I chose this life though, so I am not complaining. It does strike me that every strategy has trade-offs – something that we learnt in Strategy Class. We simply can’t have it all. By choosing to do an MBA, I commit myself to arranging my activities towards studying, effectively making it much harder to do anything else.
To be honest, it has been pretty exhilarating doing business cases again. We used to churn these things out in 24-hours in competitions back in undergrad. Right now, we do a couple every week across the different modules. It’s fascinating to read about companies’ stories and understand how they choose.
Choosing what not to do. It is definitely hard to just focus on school work though. As my day of my departure draws near, the number of farewell dinners also increases.

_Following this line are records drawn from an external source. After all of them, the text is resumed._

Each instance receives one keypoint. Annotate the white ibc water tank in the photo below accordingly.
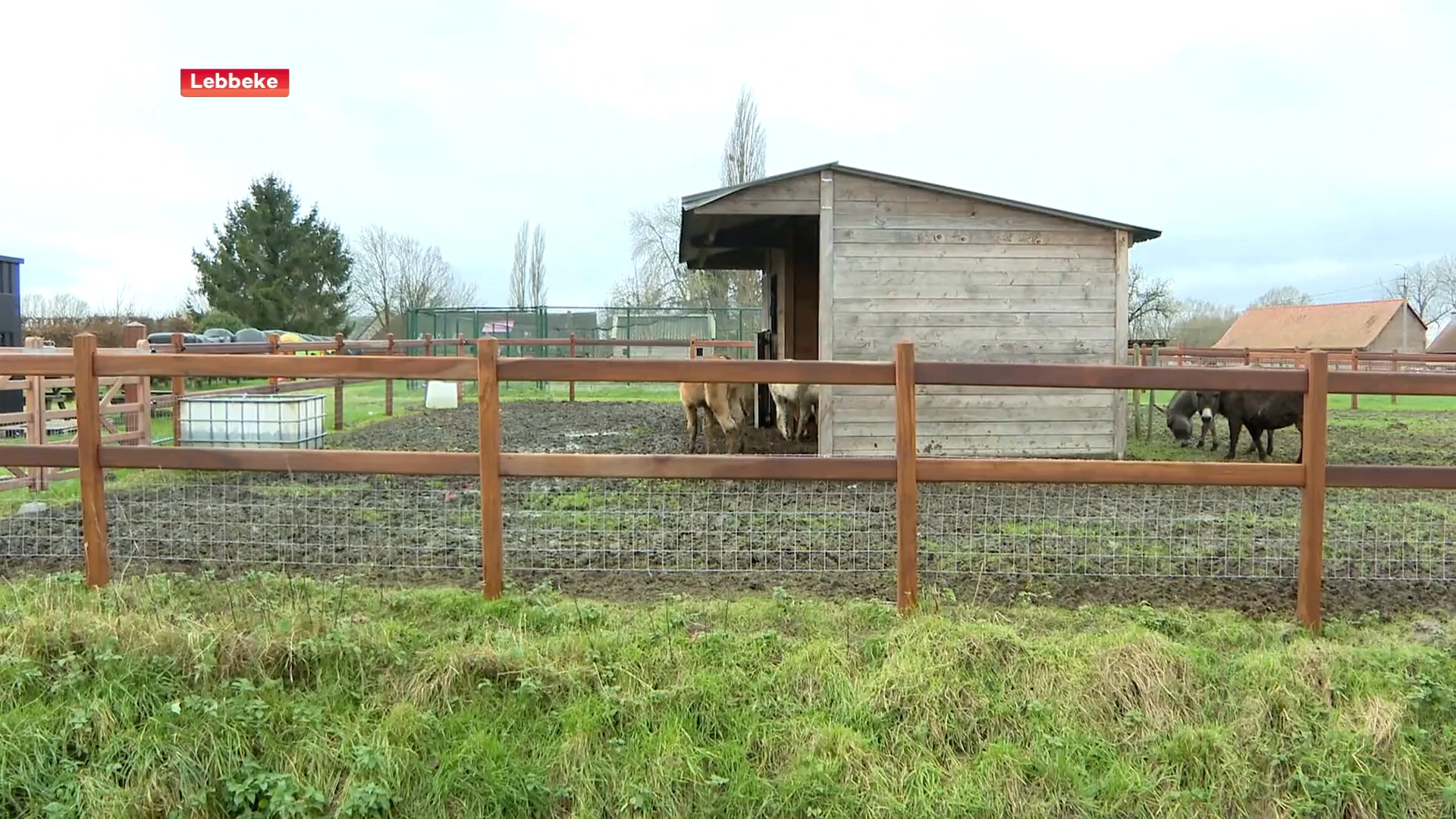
(440, 395)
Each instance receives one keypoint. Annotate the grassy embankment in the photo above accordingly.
(268, 697)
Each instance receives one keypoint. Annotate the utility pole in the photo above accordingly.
(1405, 297)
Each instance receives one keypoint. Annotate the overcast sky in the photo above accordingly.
(1273, 143)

It has been days of meeting groups of friends, then rushing back home for online lectures, balancing between a Singaporean life running on GMT +8, and an American education running on GMT -5. It is difficult to choose between having a social life and getting enough time in for academics. I have been avoiding the choice, and it has come at the expense of sleep and mental presence.

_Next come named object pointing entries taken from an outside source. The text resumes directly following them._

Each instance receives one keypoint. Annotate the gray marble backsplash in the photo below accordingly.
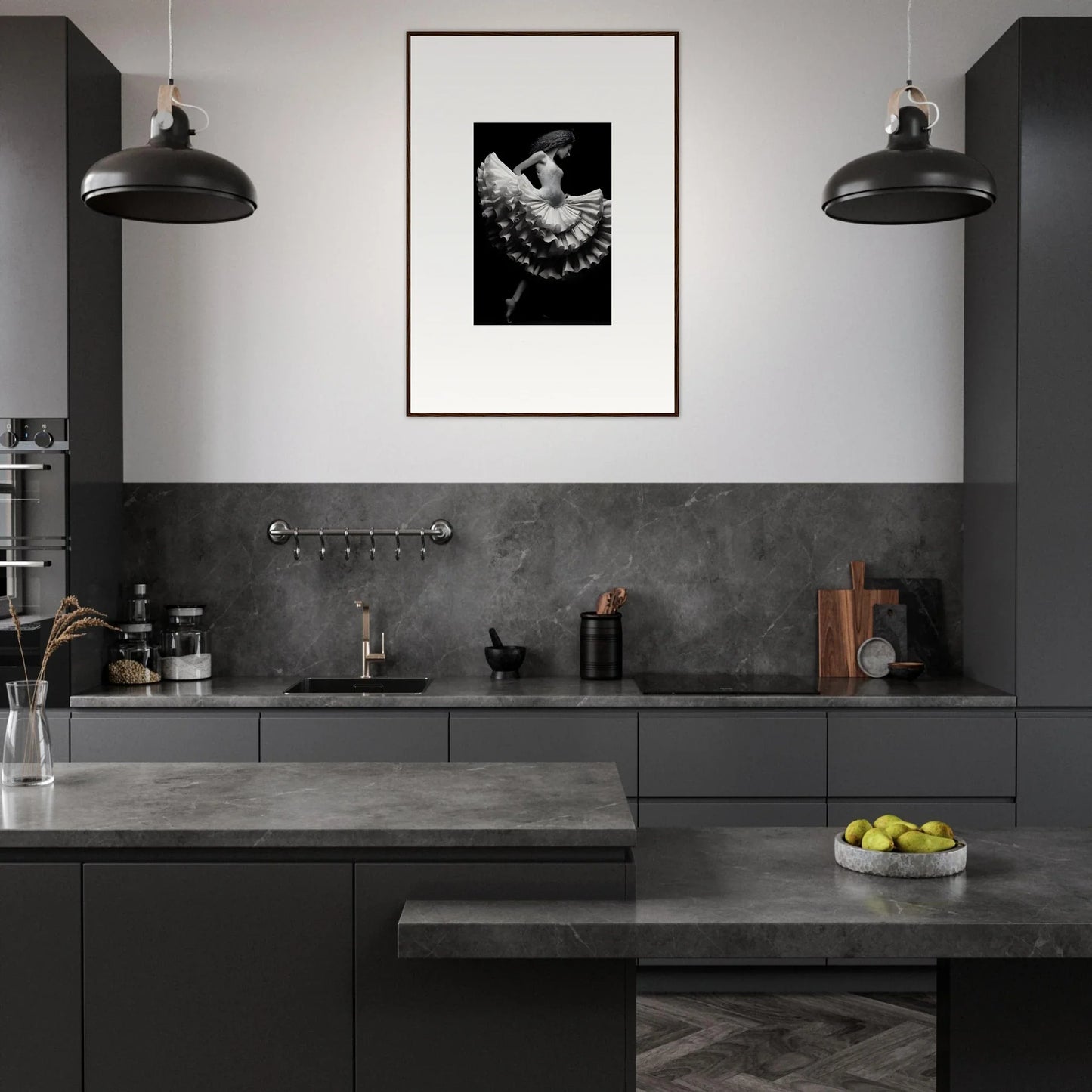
(719, 577)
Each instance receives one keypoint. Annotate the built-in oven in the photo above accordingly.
(34, 544)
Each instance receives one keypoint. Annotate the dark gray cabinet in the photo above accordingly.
(1055, 769)
(354, 736)
(39, 986)
(242, 973)
(59, 733)
(876, 753)
(1028, 385)
(533, 735)
(60, 314)
(962, 814)
(60, 294)
(497, 1044)
(151, 735)
(733, 812)
(718, 753)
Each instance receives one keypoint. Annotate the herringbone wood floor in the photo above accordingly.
(787, 1043)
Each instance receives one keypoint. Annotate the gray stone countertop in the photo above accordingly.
(543, 692)
(319, 805)
(711, 893)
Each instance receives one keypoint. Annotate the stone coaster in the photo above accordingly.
(910, 866)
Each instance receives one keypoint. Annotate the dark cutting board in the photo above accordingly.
(846, 620)
(889, 621)
(926, 626)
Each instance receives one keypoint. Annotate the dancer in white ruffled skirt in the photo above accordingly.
(547, 233)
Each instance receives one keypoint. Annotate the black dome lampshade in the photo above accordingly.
(167, 181)
(910, 181)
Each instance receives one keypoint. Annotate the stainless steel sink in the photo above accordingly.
(357, 685)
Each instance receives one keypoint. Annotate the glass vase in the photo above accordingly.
(27, 755)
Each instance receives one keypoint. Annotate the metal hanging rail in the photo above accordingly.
(280, 532)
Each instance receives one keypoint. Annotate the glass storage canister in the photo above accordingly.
(134, 659)
(184, 652)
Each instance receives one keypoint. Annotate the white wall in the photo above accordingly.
(272, 350)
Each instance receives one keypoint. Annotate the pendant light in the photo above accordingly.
(910, 181)
(169, 181)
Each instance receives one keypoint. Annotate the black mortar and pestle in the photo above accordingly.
(503, 659)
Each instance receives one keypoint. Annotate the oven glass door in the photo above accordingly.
(33, 557)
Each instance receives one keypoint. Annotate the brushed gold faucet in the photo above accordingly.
(370, 657)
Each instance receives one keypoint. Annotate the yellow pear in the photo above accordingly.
(940, 829)
(875, 839)
(895, 829)
(915, 841)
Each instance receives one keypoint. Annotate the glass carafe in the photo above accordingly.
(27, 755)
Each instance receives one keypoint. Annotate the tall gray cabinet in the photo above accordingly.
(1028, 399)
(60, 339)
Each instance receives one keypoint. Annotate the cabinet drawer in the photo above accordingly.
(1055, 753)
(59, 733)
(922, 755)
(962, 815)
(716, 753)
(733, 812)
(393, 736)
(155, 736)
(534, 736)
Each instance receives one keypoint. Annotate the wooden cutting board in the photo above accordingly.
(846, 620)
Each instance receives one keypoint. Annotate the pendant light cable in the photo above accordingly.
(910, 42)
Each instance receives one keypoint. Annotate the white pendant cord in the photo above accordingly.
(165, 120)
(910, 42)
(914, 93)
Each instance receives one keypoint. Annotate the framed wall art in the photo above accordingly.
(542, 224)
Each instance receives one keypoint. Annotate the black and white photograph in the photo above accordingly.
(542, 247)
(542, 224)
(545, 559)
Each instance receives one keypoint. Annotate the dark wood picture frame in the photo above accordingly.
(673, 34)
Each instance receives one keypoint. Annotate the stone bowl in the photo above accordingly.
(908, 866)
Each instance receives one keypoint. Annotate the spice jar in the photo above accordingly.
(135, 603)
(134, 659)
(184, 651)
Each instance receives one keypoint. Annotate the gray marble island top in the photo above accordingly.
(777, 892)
(319, 806)
(543, 692)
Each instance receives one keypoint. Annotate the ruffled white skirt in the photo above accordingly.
(551, 242)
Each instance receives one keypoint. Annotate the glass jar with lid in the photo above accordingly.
(134, 659)
(184, 651)
(135, 603)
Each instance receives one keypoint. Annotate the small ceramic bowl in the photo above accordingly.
(506, 660)
(875, 655)
(908, 670)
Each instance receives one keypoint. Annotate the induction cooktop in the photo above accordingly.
(713, 684)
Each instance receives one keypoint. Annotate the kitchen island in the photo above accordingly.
(1013, 933)
(233, 926)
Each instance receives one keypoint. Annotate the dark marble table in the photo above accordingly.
(1013, 934)
(320, 805)
(544, 692)
(743, 892)
(235, 926)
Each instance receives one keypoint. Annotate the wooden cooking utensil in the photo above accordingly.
(846, 620)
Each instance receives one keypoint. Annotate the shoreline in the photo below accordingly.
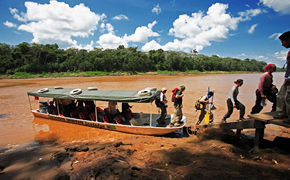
(101, 74)
(219, 153)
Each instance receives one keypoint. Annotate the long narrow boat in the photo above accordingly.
(141, 123)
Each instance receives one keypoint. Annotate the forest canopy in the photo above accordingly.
(37, 58)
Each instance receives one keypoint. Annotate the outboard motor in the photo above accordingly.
(43, 106)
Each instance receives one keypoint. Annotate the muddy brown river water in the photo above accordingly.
(18, 126)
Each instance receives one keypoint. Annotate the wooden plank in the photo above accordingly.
(280, 122)
(247, 124)
(263, 116)
(259, 136)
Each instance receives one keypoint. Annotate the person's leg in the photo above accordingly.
(175, 115)
(242, 108)
(272, 98)
(257, 108)
(179, 114)
(230, 109)
(201, 116)
(161, 120)
(281, 107)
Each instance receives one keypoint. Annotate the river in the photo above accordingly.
(18, 126)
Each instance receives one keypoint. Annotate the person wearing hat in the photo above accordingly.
(177, 99)
(233, 102)
(205, 101)
(283, 106)
(162, 105)
(266, 90)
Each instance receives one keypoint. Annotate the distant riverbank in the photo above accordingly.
(24, 75)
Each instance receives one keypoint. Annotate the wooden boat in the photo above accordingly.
(141, 123)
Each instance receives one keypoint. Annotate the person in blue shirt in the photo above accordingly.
(233, 102)
(283, 103)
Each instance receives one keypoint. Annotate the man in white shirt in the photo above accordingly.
(162, 106)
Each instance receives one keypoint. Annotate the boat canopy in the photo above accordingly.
(98, 95)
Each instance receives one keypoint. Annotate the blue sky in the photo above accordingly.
(227, 28)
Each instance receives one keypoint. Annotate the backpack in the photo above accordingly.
(158, 103)
(174, 91)
(198, 105)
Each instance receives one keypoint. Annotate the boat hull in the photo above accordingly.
(142, 130)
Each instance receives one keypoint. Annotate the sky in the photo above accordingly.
(227, 28)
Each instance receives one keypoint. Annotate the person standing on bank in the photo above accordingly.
(283, 106)
(162, 106)
(233, 102)
(266, 90)
(177, 99)
(205, 106)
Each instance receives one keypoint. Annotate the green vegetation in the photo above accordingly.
(35, 60)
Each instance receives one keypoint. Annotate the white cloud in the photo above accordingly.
(106, 27)
(199, 30)
(282, 6)
(156, 9)
(151, 45)
(111, 41)
(274, 36)
(57, 22)
(248, 14)
(14, 12)
(252, 29)
(120, 17)
(143, 33)
(9, 24)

Friends question if I am sure I want to be flying into a country with the highest number of COVID-19 cases globally. Even my family thinks I am being too much of a hero by deciding to go to Evanston. I have come to realise that in such matters, perhaps we cannot help but be ourselves. I had chosen before I choose. Fate had made me interested in marketing, arranged for teachers in my life who came from Kellogg, and made me fall in love with the study of business. I know in my heart that this MBA is the right thing for me right now, and I have known it for a long time. It is therefore what I will do at the moment.

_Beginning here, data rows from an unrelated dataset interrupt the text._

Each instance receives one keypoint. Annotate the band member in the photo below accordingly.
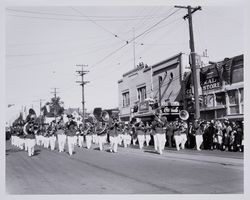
(89, 127)
(183, 133)
(71, 128)
(160, 135)
(29, 131)
(140, 130)
(120, 133)
(46, 137)
(113, 136)
(126, 136)
(147, 133)
(198, 133)
(61, 137)
(170, 133)
(101, 134)
(177, 137)
(134, 134)
(80, 135)
(39, 135)
(52, 137)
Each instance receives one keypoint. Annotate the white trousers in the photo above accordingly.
(30, 146)
(80, 140)
(177, 139)
(155, 145)
(94, 139)
(61, 142)
(198, 140)
(101, 140)
(46, 142)
(147, 139)
(160, 142)
(20, 142)
(114, 143)
(52, 142)
(140, 141)
(89, 141)
(39, 140)
(126, 140)
(183, 140)
(25, 143)
(71, 144)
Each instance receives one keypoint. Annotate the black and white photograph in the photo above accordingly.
(124, 99)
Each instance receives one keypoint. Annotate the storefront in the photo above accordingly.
(222, 90)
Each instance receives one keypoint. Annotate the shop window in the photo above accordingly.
(125, 99)
(241, 95)
(237, 75)
(220, 99)
(234, 109)
(209, 100)
(142, 94)
(233, 97)
(221, 113)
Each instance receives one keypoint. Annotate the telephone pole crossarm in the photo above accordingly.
(194, 69)
(82, 73)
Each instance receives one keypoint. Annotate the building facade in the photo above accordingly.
(222, 90)
(142, 88)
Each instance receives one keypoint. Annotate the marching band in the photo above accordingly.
(26, 134)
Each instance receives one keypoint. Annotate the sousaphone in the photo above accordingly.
(184, 115)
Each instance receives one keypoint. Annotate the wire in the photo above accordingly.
(106, 18)
(118, 49)
(93, 21)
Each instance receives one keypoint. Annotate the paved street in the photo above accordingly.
(130, 171)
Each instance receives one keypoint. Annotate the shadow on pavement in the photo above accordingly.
(37, 152)
(151, 151)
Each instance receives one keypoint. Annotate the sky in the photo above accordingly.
(43, 45)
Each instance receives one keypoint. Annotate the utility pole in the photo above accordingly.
(195, 72)
(40, 104)
(134, 46)
(55, 92)
(82, 83)
(55, 96)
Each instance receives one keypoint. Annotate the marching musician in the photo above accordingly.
(147, 133)
(160, 134)
(46, 136)
(52, 137)
(113, 136)
(80, 135)
(126, 136)
(29, 131)
(140, 130)
(198, 126)
(177, 134)
(71, 128)
(89, 128)
(183, 133)
(61, 137)
(101, 131)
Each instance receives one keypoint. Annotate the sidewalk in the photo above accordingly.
(205, 156)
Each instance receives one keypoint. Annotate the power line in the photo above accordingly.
(121, 47)
(82, 73)
(103, 18)
(93, 21)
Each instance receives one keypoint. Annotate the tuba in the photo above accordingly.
(105, 116)
(184, 115)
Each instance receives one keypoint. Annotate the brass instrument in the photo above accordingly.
(184, 115)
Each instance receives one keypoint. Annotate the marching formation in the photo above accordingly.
(160, 132)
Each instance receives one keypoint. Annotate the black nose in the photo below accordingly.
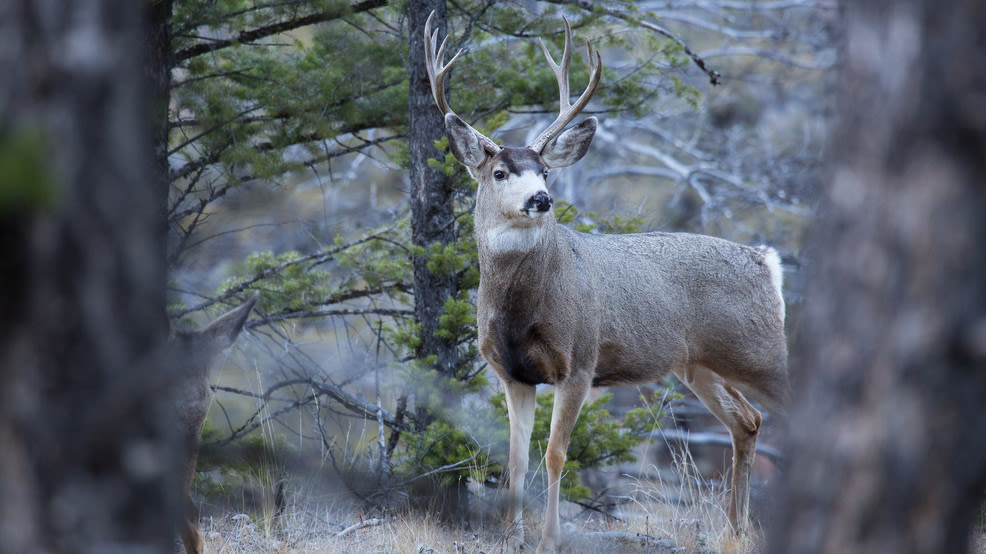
(540, 202)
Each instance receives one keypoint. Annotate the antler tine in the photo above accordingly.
(568, 111)
(436, 75)
(561, 72)
(436, 70)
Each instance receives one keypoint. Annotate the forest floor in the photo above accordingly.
(679, 515)
(651, 512)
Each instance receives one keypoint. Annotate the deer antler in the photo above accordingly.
(567, 110)
(436, 75)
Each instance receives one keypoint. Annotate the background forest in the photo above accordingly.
(290, 175)
(295, 157)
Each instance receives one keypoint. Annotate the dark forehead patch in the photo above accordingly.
(518, 160)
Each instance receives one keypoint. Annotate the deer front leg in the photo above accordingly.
(569, 396)
(520, 410)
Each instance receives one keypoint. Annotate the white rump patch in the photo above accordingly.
(773, 263)
(509, 238)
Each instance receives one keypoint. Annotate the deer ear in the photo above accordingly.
(569, 146)
(468, 145)
(224, 330)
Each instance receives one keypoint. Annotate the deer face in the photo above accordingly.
(515, 180)
(513, 192)
(513, 196)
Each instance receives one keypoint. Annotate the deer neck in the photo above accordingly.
(517, 262)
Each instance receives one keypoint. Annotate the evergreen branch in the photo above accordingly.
(275, 28)
(714, 76)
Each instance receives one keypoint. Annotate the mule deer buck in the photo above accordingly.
(192, 398)
(577, 310)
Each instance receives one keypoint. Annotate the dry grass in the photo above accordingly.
(682, 513)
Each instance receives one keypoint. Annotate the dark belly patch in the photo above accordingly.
(531, 360)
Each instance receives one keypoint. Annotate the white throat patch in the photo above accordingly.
(509, 238)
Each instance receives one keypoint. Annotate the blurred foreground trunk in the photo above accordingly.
(886, 444)
(87, 451)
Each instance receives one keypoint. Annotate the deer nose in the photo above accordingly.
(540, 202)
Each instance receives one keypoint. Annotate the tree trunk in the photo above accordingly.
(886, 447)
(432, 210)
(87, 449)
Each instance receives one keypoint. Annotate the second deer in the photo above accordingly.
(577, 310)
(192, 398)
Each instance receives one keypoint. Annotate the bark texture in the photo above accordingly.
(432, 210)
(87, 457)
(885, 443)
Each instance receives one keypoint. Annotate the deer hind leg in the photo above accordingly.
(743, 421)
(190, 537)
(569, 396)
(520, 410)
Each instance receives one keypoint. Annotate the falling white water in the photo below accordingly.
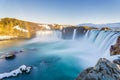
(74, 34)
(102, 40)
(47, 36)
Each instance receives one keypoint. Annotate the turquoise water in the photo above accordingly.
(50, 61)
(52, 58)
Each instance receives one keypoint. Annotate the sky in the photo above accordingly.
(62, 11)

Strategic Fit. An interesting observation in business school so far though, is how diverse everyone’s reason for being here is. Some are here for the network and are super bummed out by the physical restrictions caused by the pandemic. Some are here for the future career and defer their studies, bidding for a better time when the market gets better. Others use the MBA as a gateway to a life in the US, looking to use their visas for a new job in a foreign land.
Me? I truly want to study. It feels like such an indulgent reason – spending $200K to study – but I truly am interested in the learning and the knowledge. And it has been working out really well so far. Just 4 weeks in and I am already learning so much about Strategy, Finance and Accounting. It is truly exciting to do something for the first time.
Where might all this lead? Only time will tell. Perhaps I might one day see how all the different activities in my life align toward a grand arc.
In the meantime, I am enjoying the ride, sleeplessness and all.